Although this method does not need to pay for the taxpayer, it is equivalent to buying a debt in disguise to "put water" and run counter to the target of depressed inflation.The European Central Bank raised interest rate hubs in accordance with the plan last week. It seems that it is not moved by the Credit Crisis. President Lagarde claims that "the stability of the financial market is as important as the stability of prices."How to have both bear paw.However, the market ’s interest rate hike expectations for the Federal Reserve have been greatly reduced, and the inflation of the United States and Europe is still between 6%and 8%. It is slightly relaxed and returned to double digits at any time.This interest rate hikes lead to explosive pots.
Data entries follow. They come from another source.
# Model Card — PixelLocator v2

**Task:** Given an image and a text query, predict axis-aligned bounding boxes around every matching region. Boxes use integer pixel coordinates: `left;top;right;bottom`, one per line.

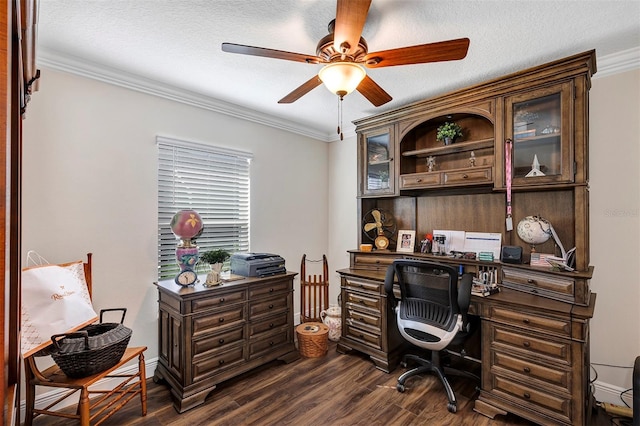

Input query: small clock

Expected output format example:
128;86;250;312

175;269;198;286
374;235;389;250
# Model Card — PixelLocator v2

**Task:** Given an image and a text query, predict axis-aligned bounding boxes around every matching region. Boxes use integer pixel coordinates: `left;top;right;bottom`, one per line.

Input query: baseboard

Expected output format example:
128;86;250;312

593;380;633;407
20;357;158;419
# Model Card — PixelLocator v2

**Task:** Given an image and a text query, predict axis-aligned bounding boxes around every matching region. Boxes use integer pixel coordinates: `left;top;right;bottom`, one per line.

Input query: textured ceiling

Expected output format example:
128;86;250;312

38;0;640;141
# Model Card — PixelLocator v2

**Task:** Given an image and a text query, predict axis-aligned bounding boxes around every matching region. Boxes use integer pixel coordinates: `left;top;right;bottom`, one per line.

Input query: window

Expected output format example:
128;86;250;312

156;136;252;279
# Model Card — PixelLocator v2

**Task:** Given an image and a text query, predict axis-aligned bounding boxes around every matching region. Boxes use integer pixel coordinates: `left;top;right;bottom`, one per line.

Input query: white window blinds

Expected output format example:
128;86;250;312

156;136;252;279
In order to save the financial system, they were forced to buy debt and increase their inflation, so they raised interest rates, so repeatedly, the economy may fall into a vicious circle.

Fill in the bank to change the water

Emerging economy or suffer

The global financial system has become integrated, and the financial risks of any place may have a butterfly effect. For example, Alecta, the largest pension fund in Sweden, recently acknowledged, Caused a stir in Sweden, becoming the "first drop of blood" in the Silicon Valley bank crisis and Europe.Yellen also acknowledged to Congress a few days ago that "it feels a serious risk of spreading."

The financial crisis is not only mutually contagious in Europe and the United States, but also spreads to emerging Asian economies.Historically, the US dollar rate hike is often accompanied by the chaos of international capital flow. In 1983, it was in South America and in Japan in 1988, which caused economic recession.Since last year, the US dollar rate hike has caused debt crisis in Sri Lanka, Turkey and Pakistan.In the future, some financial countries with fragile finance, especially the "Belt and Road" partner countries, may also be affected. In this regard, China must be highly alertly alert and plan to prevent financial storms.